LPG And Induction – How They Work

LPG, or Liquefied Petroleum Gas is filled in cylinders and transported to our homes. This gas is ignited to produce heat, which helps to cook food. CO2 is also emitted in this process.

On the other hand, induction cooker works on electricity. It uses the magnetic property of iron (and steel) to heat the vessel that it is in contact with. Unlike gas stoves and electric heaters, there is no flame or hot coil, and it heats up only the area it is in contact with. The area beyond a small vessel being heated will remain cool. Hence it is both efficient and safer to use.

Efficiency

Technically speaking, the efficiency of gas cook-tops is roughly half of induction cookers. In gas stoves, some heat is lost when the flame flows sideways or beyond the vessel. This heat affects the surroundings and will increase your energy bills if your kitchen is air conditioned. In induction cookers, no additional heat is lost as energy is transferred only on the surface it is in contact with. A point to be noted here is that the carbon footprint of induction cookers depends on the source of electricity. Even with a dirty coal powered grid, they are greener than traditional gas cook-tops because of their efficiency. You can save up to 50 percent on costs, especially if you have non-subsidized cylinders.

Pros And Cons Of Gas

Pros: Runs without electricity, easier to control as you don’t have to worry about positioning the vessel properly.

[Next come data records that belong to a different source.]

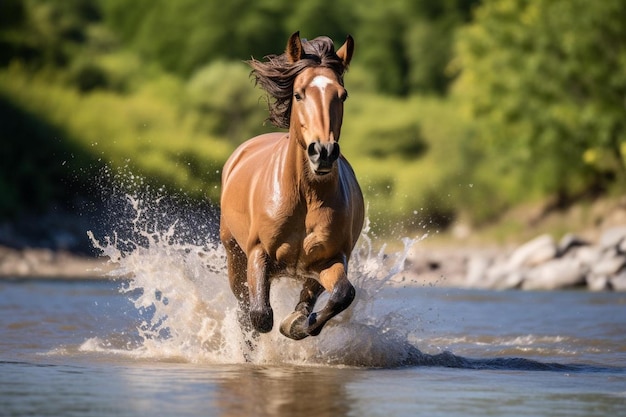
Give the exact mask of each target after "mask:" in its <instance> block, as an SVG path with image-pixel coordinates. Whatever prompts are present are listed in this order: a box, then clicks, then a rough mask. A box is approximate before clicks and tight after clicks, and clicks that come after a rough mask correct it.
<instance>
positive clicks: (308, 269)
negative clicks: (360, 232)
mask: <svg viewBox="0 0 626 417" xmlns="http://www.w3.org/2000/svg"><path fill="white" fill-rule="evenodd" d="M353 51H354V40H353V39H352V37H350V36H348V38H347V40H346V42H345V43H344V45H343V46H342V47H341V48H340V49H339V50H338V51H337V52H336V53H335V50H334V47H333V43H332V40H330V39H329V38H327V37H319V38H316V39H313V40H311V41H303V40H301V39H300V36H299V32H296V33H294V34H293V35H292V36H291V37H290V38H289V42H288V43H287V49H286V51H285V53H283V54H282V55H278V56H276V55H272V56H268V57H266V58H267V61H266V62H261V61H257V60H254V59H252V60H251V61H250V62H249V63H250V65H251V66H252V68H253V71H252V74H253V75H254V77H255V78H256V82H257V84H260V85H261V86H262V87H263V88H264V89H265V90H266V91H267V93H268V95H269V96H270V97H272V98H273V101H271V102H270V118H269V120H270V121H272V123H274V124H275V125H277V126H278V127H283V128H287V127H288V128H289V133H268V134H265V135H261V136H257V137H255V138H252V139H250V140H248V141H247V142H245V143H243V144H242V145H241V146H239V148H238V149H237V150H235V152H234V153H233V154H232V155H231V157H230V158H229V159H228V161H227V162H226V164H225V166H224V170H223V172H222V196H221V218H220V238H221V240H222V242H223V244H224V246H225V248H226V253H227V261H228V276H229V279H230V286H231V289H232V291H233V293H234V294H235V296H236V297H237V299H238V300H239V306H240V308H241V311H242V313H243V314H241V315H240V322H241V324H242V327H243V328H244V330H251V329H252V328H254V329H255V330H257V331H259V332H261V333H266V332H269V331H270V330H271V329H272V327H273V324H274V317H273V311H272V307H271V306H270V301H269V294H270V280H271V279H272V278H274V277H280V276H290V277H293V278H297V279H300V280H302V281H303V289H302V292H301V293H300V300H299V302H298V304H297V305H296V307H295V311H294V312H293V313H291V314H290V315H289V316H288V317H287V318H285V319H284V320H283V321H282V323H281V326H280V331H281V333H282V334H283V335H285V336H287V337H290V338H292V339H295V340H299V339H303V338H305V337H307V336H309V335H318V334H319V333H320V331H321V330H322V327H323V326H324V325H325V324H326V323H327V322H328V320H330V319H331V318H332V317H334V316H335V315H337V314H339V313H340V312H341V311H343V310H345V309H346V308H347V307H348V306H349V305H350V303H351V302H352V300H353V299H354V296H355V290H354V287H353V286H352V284H351V283H350V281H348V278H347V268H348V260H349V259H350V254H351V252H352V249H353V248H354V245H355V244H356V241H357V239H358V238H359V235H360V232H361V229H362V227H363V217H364V207H363V195H362V194H361V189H360V187H359V184H358V183H357V180H356V178H355V175H354V171H353V170H352V168H351V166H350V164H349V163H348V161H347V160H346V159H345V158H344V157H343V155H342V154H341V153H340V150H339V143H338V142H339V135H340V132H341V123H342V119H343V102H344V100H345V99H346V98H347V96H348V94H347V92H346V89H345V88H344V86H343V74H344V72H345V70H346V69H347V67H348V64H349V63H350V59H351V58H352V53H353ZM324 290H326V291H328V292H329V293H330V297H329V299H328V301H327V303H326V305H325V306H324V308H322V309H321V310H320V311H319V312H313V308H314V306H315V302H316V300H317V298H318V296H319V295H320V294H321V293H322V292H323V291H324Z"/></svg>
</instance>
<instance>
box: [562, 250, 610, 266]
mask: <svg viewBox="0 0 626 417" xmlns="http://www.w3.org/2000/svg"><path fill="white" fill-rule="evenodd" d="M566 257H567V258H574V259H576V260H578V261H579V262H580V263H581V264H582V265H585V266H586V267H587V269H590V268H591V265H594V264H595V263H596V262H598V260H599V259H600V258H601V257H602V251H601V250H600V248H599V247H597V246H581V247H578V248H573V249H572V250H570V251H569V252H568V253H567V255H566Z"/></svg>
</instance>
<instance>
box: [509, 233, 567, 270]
mask: <svg viewBox="0 0 626 417" xmlns="http://www.w3.org/2000/svg"><path fill="white" fill-rule="evenodd" d="M556 255H557V247H556V243H555V242H554V239H553V238H552V236H550V235H548V234H545V235H541V236H539V237H537V238H535V239H533V240H531V241H529V242H526V243H525V244H523V245H522V246H520V247H518V248H517V249H516V250H515V251H514V252H513V253H512V254H511V257H510V258H509V267H510V268H511V269H512V270H513V269H516V268H520V267H523V266H535V265H539V264H542V263H544V262H547V261H549V260H550V259H554V257H556Z"/></svg>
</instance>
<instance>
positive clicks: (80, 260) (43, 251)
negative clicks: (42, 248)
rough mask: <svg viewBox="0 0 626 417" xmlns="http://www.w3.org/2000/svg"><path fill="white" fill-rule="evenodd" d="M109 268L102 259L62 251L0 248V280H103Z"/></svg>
mask: <svg viewBox="0 0 626 417" xmlns="http://www.w3.org/2000/svg"><path fill="white" fill-rule="evenodd" d="M112 269H113V265H112V264H110V263H108V262H107V259H105V258H95V257H92V256H87V255H79V254H75V253H71V252H67V251H63V250H60V251H53V250H51V249H42V248H24V249H14V248H9V247H5V246H0V278H5V279H6V278H11V279H20V278H47V279H50V278H56V279H103V278H106V277H107V273H108V272H110V271H111V270H112Z"/></svg>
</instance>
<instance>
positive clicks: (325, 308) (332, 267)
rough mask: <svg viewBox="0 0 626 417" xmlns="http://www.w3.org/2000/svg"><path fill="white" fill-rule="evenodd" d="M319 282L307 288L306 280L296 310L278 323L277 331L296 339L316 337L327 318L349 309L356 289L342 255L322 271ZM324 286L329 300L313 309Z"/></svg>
mask: <svg viewBox="0 0 626 417" xmlns="http://www.w3.org/2000/svg"><path fill="white" fill-rule="evenodd" d="M312 281H314V280H312ZM307 283H309V281H307ZM320 283H321V285H320ZM320 283H318V282H316V281H315V284H316V285H313V284H310V287H309V288H307V284H306V283H305V287H304V289H303V290H302V293H300V302H299V303H298V306H296V311H294V312H293V313H291V314H290V315H289V316H287V317H286V318H285V320H283V322H282V323H281V326H280V327H281V329H280V330H281V333H282V334H283V335H285V336H287V337H289V338H292V339H295V340H300V339H304V338H305V337H307V336H317V335H318V334H320V332H321V331H322V328H323V327H324V325H325V324H326V323H327V322H328V321H329V320H330V319H332V318H333V317H335V316H336V315H337V314H339V313H341V312H342V311H343V310H345V309H346V308H348V306H349V305H350V304H351V303H352V300H354V296H355V290H354V287H353V286H352V284H351V283H350V281H348V277H347V275H346V260H345V258H344V259H343V260H342V261H340V262H336V263H334V264H332V265H331V266H330V267H329V268H327V269H324V270H322V271H321V272H320ZM324 289H326V290H327V291H328V292H330V297H329V299H328V302H327V303H326V305H325V306H324V308H322V310H320V311H319V312H316V313H315V312H312V310H313V307H314V305H315V301H316V300H317V297H318V296H319V295H320V294H321V293H322V291H323V290H324Z"/></svg>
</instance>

Cons: Releases heat and CO2 to the surroundings, refills have to be ordered (piped gas eliminates this), flame and cylinders are dangerous, no timer.

Pros And Cons Of Induction Cooker

Pros: More efficient and hence cheaper to cook, safer as there is no flame, a cooler kitchen, timers and cooking menus can be useful.

Cons: Can’t work without electricity, not easy to control as vessel position is important, works on steel and iron vessels only.

What Is The Best Combination?

Use an induction cooker for most of your cooking. Use the gas as backup and for making chapattis. If you are planning to install solar or other renewable electricity, you can cook on an induction cooker without producing any emissions.